Üstelik değişim bitmiş, toplum durmuş oturmuş da değil. Yani Türkiye değişmeye de devam ediyor. Ve bu değişim ancak uzun süreli eğilimlere bakınca net biçimde görülebiliyor.

Türkiye İstatistik Kurumu TÜİK hafta içinde aynı anda art arda iki çok önemli istatistiki veri seti birden yayımladı.

Birincisi doğum istatistikleriydi, ikincisi aile istatistikleri. 

Nüfusumuz azalmıyor ama yaşlanıyor, çünkü kadınlar daha az doğuruyor

Bu iki istatistiği çok önemsedim, çünkü başta anlatmaya çalıştığım sosyolojik değişimi en kristalize haliyle ve artık neredeyse tamamlanmaya yakın olduğunu gösteren rakamlar bunlar.

Doğum istatistiklerinden başlayayım, haberini siz de okudunuz, artık kadın başına doğurganlık oranımız 1,51 çocuğa düşmüş durumda.

Matematiğin getirip dayattığı basit bir gerçek var: Hepimizin anne babası var. Ülkemizin nüfusu olduğu gibi kalsın istiyorsak her kadının doğurganlık çağında 2,1 çocuk doğurması lazım. Bu olursa nüfus sürdürülüyor, ama bu rakamın altına düşülürse nüfus uzun dönemde azalma eğilimine giriyor.

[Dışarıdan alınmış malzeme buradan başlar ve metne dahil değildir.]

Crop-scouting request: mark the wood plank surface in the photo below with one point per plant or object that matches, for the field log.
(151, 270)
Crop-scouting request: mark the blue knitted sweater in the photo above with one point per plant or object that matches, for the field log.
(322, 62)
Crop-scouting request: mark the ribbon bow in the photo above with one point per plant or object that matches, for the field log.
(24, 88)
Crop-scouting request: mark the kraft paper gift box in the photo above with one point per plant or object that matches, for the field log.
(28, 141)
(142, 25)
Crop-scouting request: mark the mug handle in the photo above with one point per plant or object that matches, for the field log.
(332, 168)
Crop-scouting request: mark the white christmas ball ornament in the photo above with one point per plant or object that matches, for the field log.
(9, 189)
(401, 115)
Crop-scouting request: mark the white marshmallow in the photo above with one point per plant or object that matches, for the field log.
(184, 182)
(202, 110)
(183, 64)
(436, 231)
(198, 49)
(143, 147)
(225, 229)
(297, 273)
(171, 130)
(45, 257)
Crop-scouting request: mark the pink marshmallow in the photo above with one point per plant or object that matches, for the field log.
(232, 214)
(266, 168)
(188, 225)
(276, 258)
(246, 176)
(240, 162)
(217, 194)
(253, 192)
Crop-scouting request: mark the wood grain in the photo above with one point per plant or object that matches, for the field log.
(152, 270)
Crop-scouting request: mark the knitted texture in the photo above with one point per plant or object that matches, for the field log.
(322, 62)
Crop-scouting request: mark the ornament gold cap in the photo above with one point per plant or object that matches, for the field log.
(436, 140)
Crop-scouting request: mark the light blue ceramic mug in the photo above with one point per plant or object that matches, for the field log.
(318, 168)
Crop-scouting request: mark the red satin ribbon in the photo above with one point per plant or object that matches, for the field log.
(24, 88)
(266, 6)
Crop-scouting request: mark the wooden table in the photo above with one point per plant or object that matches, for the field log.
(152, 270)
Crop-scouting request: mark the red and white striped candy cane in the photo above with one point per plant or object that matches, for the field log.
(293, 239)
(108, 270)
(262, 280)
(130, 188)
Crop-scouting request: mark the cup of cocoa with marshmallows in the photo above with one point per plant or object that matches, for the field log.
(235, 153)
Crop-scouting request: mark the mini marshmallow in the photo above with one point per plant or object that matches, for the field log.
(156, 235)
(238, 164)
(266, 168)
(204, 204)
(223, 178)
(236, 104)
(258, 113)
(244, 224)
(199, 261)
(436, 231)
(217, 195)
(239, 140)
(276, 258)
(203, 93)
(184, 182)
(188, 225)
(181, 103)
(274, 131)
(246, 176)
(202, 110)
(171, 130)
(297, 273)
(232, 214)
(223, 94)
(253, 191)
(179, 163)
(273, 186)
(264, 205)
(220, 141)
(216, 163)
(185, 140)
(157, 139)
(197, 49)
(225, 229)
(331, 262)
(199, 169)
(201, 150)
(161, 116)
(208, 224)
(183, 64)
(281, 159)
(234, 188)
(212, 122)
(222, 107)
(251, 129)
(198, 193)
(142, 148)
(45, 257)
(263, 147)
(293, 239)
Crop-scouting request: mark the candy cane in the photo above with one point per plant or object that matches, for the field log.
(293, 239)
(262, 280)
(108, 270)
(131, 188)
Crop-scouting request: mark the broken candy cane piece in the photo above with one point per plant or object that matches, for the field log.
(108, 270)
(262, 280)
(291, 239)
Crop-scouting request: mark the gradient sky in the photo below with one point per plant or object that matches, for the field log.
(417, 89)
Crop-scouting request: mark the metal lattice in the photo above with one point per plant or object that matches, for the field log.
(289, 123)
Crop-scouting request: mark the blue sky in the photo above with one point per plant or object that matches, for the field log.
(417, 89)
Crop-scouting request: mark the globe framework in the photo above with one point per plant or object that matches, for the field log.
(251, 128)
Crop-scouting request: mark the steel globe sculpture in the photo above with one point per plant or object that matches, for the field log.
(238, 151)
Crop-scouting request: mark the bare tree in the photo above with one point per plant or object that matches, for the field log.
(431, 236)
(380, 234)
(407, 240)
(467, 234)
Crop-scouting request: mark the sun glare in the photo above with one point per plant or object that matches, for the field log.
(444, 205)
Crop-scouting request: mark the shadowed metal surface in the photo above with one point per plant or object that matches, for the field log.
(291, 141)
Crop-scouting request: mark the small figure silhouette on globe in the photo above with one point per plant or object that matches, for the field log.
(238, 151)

Biliyorsunuz Cumhurbaşkanı Tayyip Erdoğan uzun zamandan beri kadınlara ‘en az üç çocuk doğurmalarını’ tavsiye ediyor. Ama kadınlar onun bu tavsiyesini dinlemiyor. 23 yıl önce, 2001 yılında kadın başına doğum oranı 2,38 çocukken bugün 1,51’e düştü.

Neden? Bir sürü (ekonomiden başlayıp başka şeylere kadar) alt neden var elbette, çünkü çocuk doğurmak veya doğurmamak her bireyin kendi seçimi ama bilimin kanıtladığı bir şey var: Arka plandaki esas motor bebek ölümlerinin azalması, sıfıra yaklaşması. Bu da sağlık sisteminin iyi çalışması, bütün hamileliklerin iyi kötü doktor tarafından izlenmesi, doğumların tamamına yakınının hastanede gerçekleşmesiyle ilgili.

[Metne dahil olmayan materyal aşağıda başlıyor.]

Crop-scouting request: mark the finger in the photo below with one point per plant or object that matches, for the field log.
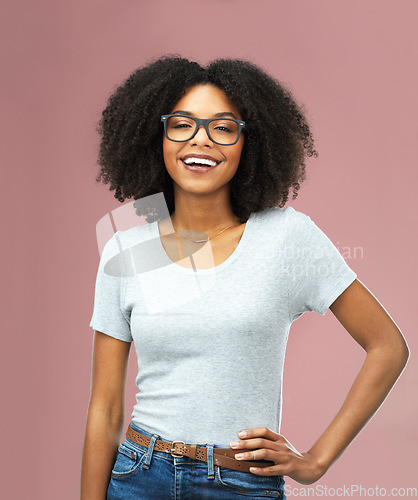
(262, 454)
(250, 444)
(259, 431)
(273, 470)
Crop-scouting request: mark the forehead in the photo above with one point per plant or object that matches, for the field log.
(205, 99)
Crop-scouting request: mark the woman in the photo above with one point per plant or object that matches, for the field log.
(227, 271)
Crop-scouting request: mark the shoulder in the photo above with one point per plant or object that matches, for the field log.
(288, 216)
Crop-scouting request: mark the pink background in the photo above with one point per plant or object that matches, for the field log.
(354, 66)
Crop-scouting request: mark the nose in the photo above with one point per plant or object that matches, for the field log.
(201, 137)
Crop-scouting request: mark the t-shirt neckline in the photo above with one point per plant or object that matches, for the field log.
(186, 270)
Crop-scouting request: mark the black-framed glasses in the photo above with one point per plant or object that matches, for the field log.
(222, 131)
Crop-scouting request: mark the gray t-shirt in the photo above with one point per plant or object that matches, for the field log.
(211, 342)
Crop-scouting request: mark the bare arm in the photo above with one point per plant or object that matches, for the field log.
(105, 417)
(370, 325)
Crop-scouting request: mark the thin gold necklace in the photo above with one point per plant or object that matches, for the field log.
(201, 241)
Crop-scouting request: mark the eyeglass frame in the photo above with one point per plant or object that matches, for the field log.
(205, 122)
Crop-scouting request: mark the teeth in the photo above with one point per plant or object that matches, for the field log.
(201, 161)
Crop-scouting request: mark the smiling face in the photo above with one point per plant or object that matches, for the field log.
(203, 101)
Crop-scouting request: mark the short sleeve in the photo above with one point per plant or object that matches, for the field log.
(317, 272)
(109, 315)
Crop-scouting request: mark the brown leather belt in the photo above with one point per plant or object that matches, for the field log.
(223, 457)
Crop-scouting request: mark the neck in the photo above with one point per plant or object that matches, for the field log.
(207, 217)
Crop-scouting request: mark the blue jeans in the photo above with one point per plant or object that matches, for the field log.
(141, 473)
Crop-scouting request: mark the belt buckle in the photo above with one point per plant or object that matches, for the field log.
(172, 449)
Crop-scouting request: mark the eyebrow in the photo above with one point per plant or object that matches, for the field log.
(217, 115)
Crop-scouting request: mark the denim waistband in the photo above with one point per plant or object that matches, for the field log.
(177, 460)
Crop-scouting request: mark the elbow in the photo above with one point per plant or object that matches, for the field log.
(399, 354)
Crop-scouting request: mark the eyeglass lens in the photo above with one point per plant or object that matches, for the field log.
(223, 131)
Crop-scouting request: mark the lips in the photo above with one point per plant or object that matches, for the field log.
(203, 157)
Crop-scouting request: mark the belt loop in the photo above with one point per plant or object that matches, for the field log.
(209, 456)
(150, 451)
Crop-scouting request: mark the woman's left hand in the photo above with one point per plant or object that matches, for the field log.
(268, 445)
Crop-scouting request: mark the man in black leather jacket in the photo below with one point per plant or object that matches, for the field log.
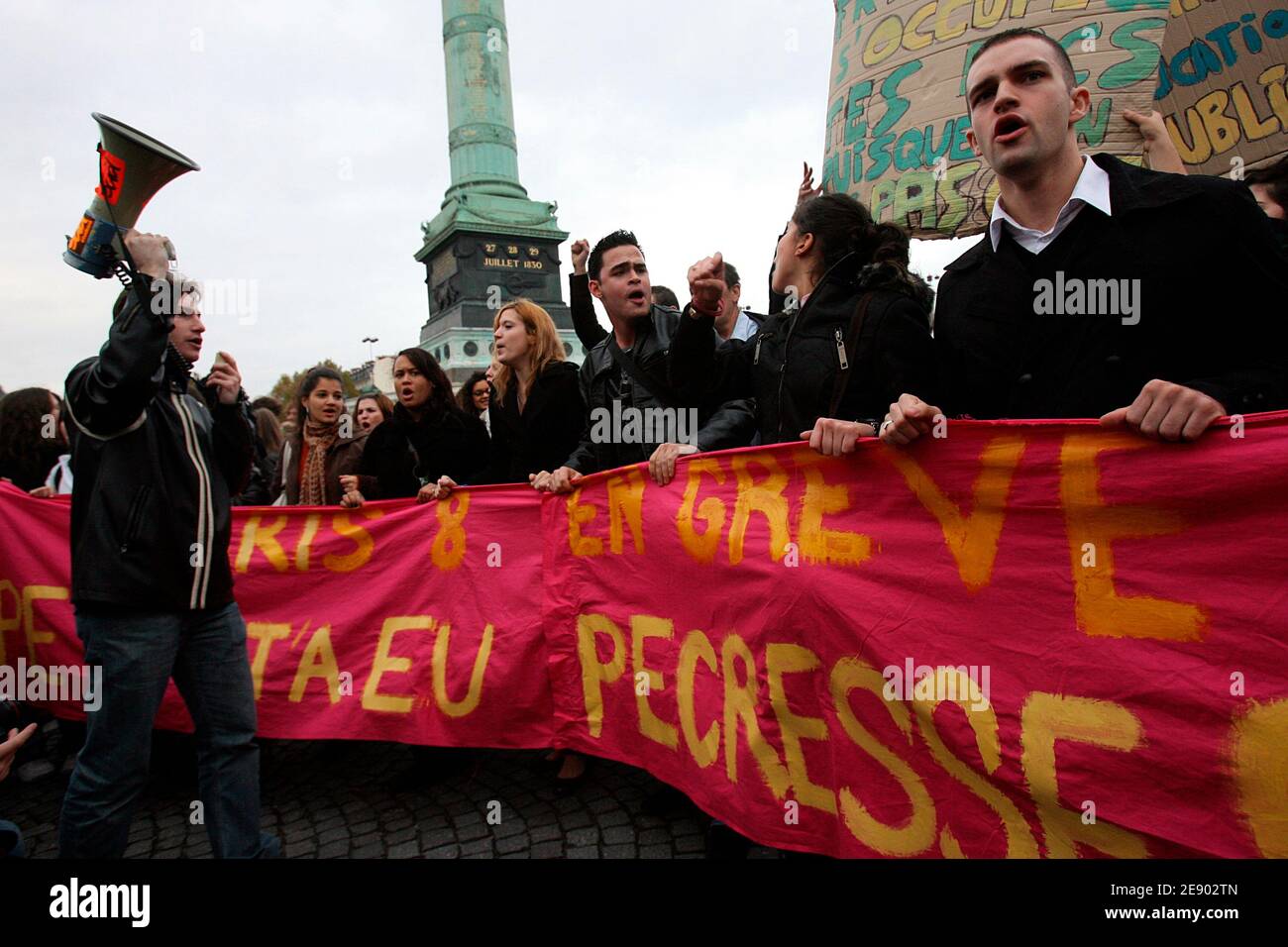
(634, 379)
(155, 459)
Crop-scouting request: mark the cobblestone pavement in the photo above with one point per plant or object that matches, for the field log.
(343, 799)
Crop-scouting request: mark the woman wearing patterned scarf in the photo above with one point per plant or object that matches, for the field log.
(323, 449)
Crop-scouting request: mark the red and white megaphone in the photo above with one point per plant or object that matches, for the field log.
(132, 167)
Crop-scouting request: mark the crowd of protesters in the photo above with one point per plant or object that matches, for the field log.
(854, 346)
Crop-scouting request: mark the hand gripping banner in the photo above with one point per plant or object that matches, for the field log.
(1014, 639)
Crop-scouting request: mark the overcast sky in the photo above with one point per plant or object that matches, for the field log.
(321, 131)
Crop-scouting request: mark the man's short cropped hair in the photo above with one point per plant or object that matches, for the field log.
(1273, 178)
(613, 240)
(176, 282)
(1061, 55)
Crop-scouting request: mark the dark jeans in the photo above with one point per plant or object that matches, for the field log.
(11, 840)
(205, 651)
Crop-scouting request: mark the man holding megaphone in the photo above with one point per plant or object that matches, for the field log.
(156, 459)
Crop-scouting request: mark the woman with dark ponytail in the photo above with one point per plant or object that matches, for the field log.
(428, 437)
(854, 337)
(322, 449)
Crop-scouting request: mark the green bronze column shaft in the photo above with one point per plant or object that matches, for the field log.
(483, 153)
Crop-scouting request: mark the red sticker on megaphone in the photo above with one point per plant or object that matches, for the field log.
(111, 174)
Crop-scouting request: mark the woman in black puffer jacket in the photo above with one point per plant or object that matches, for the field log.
(829, 367)
(426, 437)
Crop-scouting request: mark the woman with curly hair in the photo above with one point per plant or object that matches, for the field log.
(30, 438)
(476, 395)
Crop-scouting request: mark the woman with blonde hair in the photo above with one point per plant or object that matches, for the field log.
(537, 414)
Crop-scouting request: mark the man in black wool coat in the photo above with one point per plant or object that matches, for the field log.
(1153, 302)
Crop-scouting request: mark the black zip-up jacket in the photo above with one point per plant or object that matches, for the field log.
(791, 365)
(403, 454)
(721, 423)
(155, 460)
(541, 437)
(1210, 286)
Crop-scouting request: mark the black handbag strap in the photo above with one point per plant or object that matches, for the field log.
(627, 364)
(851, 346)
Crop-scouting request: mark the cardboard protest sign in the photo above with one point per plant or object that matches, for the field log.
(897, 112)
(1222, 84)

Ama hemen telaşa kapılmayın, nüfusumuz eksilmiyor. Neden? Onun sebebi de sağlık sisteminde gizli: Gerek önleyici sağlık hizmetleri sayesinde, gerekse sağlık sisteminin düzelmesiyle ömrümüz uzuyor.

O yüzden nüfusumuz azalmıyor ama yaşlanıyor. TÜİK daha birkaç ay önce açıkladı, artık ‘ortanca’ yaşımız 34’e yükseldi. Yani ülke nüfusunun yarısı 34 yaşın altında, diğer yarısı üstünde.

Artık beş evden birinde sadece bir kişi yaşıyor

Gelelim sosyolojik dönüşümün esas motoru olan aileye.

80’lerin başında sosyoloji derslerinde ‘Türkiye’de aile 4,5 kişiden oluşur’ diye öğrenmiştik; anne-baba ve 2,5 çocuk.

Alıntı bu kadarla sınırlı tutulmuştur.